Postcard from Berlin
- 2016-01-21
- By ReimaginingEurope
- Posted in Christopher Jage-Bowler, Postcard from...
Walking from my home in former East Berlin to the local underground station, I pass concrete blocks, remains of the Berlin Wall, now overgrown on the edge of a company´s car park. I take the train to the former Garrison Church, near the Olympic Stadium built by the Nazis for the 1936 Berlin Olympics. The grave history of the 20th century is still visible in Berlin, despite massive building projects undertaken since the fall of the Berlin Wall, a history that is etched in the Berlin and German self-consciousness. Appreciation to the Allies (especially Britain and the USA) for the liberation of Berlin in 1945, the management by the Western powers of the transition from police state to democracy in West Berlin and West Germany (not least the Berlin Airlift), the vision and scope of the Marshall Plan, run deep in the minds of how many Germans see their country.
Of the more than 30 million people who passed through Berlin´s airports in 2015, many are coming to see the scars of 20th century history. One sight is the Holocaust Memorial built 15 years ago just meters away from the Brandenburg Gate. One British commentator quipped: how many countries put up memorials to victims of their own crimes in the heart of their capital cities? The European Union grew out of this post-war consciousness, and a determination especially by Germany and France that the resolve “never again” must be more than the conviction of one generation.
“Solidarity” is the name of the tax introduced to pay for the improving (rebuilding) of the infrastructure of the former East Germany. If not popular, it is accepted as the price to be paid for reunification and the bloodless revolution of 1989. Solidarity with refugees from war and persecution is the motive behind the “Welcome Initiative” introduced across the city and country in 2015 by thousands of volunteers (120,000 Protestant Church members in Germany was the figure I heard, no doubt matched by Roman Catholic and other/non-believers). When the Queen visits Berlin, the city buzzes with excitement: “Our Queen too!” was one newspaper headline.
Into this context the debate about a possible Brexit causes alarm. Mrs Merkel´s centre-right coalition government has declared it will do all that is possible to stand in solidarity with British wishes to reform the EU within the principles of standing together with the whole European Community.

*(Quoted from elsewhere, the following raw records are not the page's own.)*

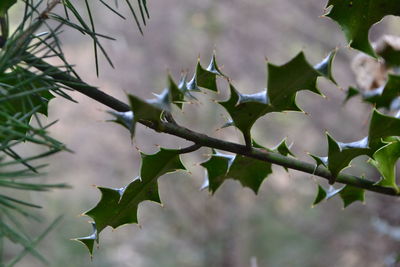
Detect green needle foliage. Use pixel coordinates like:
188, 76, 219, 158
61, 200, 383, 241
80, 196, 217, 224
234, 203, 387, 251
0, 0, 400, 266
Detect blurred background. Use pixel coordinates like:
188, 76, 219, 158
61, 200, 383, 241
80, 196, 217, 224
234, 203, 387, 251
6, 0, 400, 267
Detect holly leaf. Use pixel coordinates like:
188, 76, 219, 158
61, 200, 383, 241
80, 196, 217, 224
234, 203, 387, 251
267, 52, 325, 111
368, 109, 400, 152
219, 84, 274, 143
369, 140, 400, 192
168, 75, 185, 109
0, 0, 17, 16
363, 74, 400, 110
327, 134, 371, 184
201, 151, 272, 194
219, 53, 334, 140
325, 0, 400, 57
313, 185, 327, 206
74, 222, 99, 255
339, 185, 365, 208
78, 148, 185, 250
343, 87, 360, 104
314, 49, 337, 84
195, 55, 224, 92
376, 35, 400, 67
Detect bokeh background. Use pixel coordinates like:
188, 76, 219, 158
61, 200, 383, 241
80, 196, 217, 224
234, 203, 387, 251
6, 0, 400, 267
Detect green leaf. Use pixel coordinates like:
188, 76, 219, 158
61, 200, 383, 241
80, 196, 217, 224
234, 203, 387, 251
314, 49, 337, 84
74, 222, 99, 255
368, 109, 400, 151
0, 0, 17, 16
339, 185, 365, 208
313, 185, 327, 206
327, 134, 371, 184
219, 84, 274, 143
268, 52, 323, 111
201, 151, 272, 194
363, 74, 400, 110
187, 55, 224, 92
219, 53, 334, 142
377, 35, 400, 67
326, 0, 400, 57
343, 87, 360, 103
369, 141, 400, 192
85, 148, 185, 234
168, 75, 185, 109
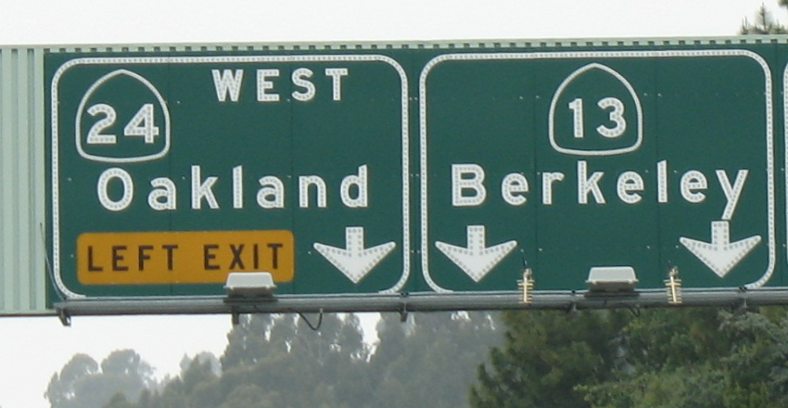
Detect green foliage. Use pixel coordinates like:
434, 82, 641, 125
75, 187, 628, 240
471, 311, 623, 407
44, 350, 154, 408
48, 313, 500, 408
739, 4, 788, 34
471, 308, 788, 408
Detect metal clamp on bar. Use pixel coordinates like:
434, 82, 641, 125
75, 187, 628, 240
517, 266, 535, 305
224, 272, 276, 326
665, 266, 682, 305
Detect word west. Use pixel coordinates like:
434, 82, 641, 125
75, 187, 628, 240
96, 164, 369, 211
451, 160, 749, 220
211, 68, 348, 103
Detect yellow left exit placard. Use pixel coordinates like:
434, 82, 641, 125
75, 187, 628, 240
77, 230, 295, 285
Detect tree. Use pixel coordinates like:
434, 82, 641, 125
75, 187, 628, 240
739, 0, 788, 34
470, 311, 624, 407
44, 350, 154, 408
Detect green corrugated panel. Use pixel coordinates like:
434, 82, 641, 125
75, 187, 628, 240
0, 48, 46, 314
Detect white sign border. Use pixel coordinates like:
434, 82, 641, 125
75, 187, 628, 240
50, 54, 410, 300
419, 49, 788, 293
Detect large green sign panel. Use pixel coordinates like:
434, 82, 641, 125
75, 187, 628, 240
420, 50, 776, 290
45, 43, 788, 297
47, 55, 410, 296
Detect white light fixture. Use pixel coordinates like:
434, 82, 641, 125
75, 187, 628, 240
224, 272, 276, 298
586, 266, 638, 293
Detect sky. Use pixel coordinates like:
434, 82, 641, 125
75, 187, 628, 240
0, 0, 786, 408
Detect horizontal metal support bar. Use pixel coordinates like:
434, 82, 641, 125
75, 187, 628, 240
55, 288, 788, 316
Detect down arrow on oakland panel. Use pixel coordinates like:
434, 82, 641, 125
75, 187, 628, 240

What is not understood by mainstream thinking here, is the argument to leave the EU because it is not “in the national interest.” This rings alarm bells already being rung by the new political party “Alternative for Deutschland” and anti-immigration demonstrations in Dresden. The challenges that Germany has faced in the last 70 years, and continues to face with the arrival of one million refugees in 2015, have been met on the basis that solidarity is a key, if not the key, national interest.
It is on the basis of standing together as Europeans in difficult times, that the Merkel government is seeking to find a way ahead with David Cameron, as it did, albeit in different circumstances but equally controversially last year with Greece. Fears of an unravelling of the EU, of a weakening of the European voice in the world, and of a southerly shift of the centre of gravity of the EU which would lessen the influence of the more competitive northern European economies, are shadows that are not lost on a country which had to remake itself within living memory.
About the author
Christopher Jage-Bowler is Anglican Priest in Berlin, and co-chair of the Council of Anglican and Episcopal Churches in Germany. Former University Chaplain in Bristol. He is currently involved in welcoming refugees and asylum seekers to Berlin. He introduced Vicars vs Imams Football to Germany in 2006, and is now working with other religious bodies to set up an inter-faith network of churches and other religious houses in Berlin that recognize the need for spaces for silence in the city.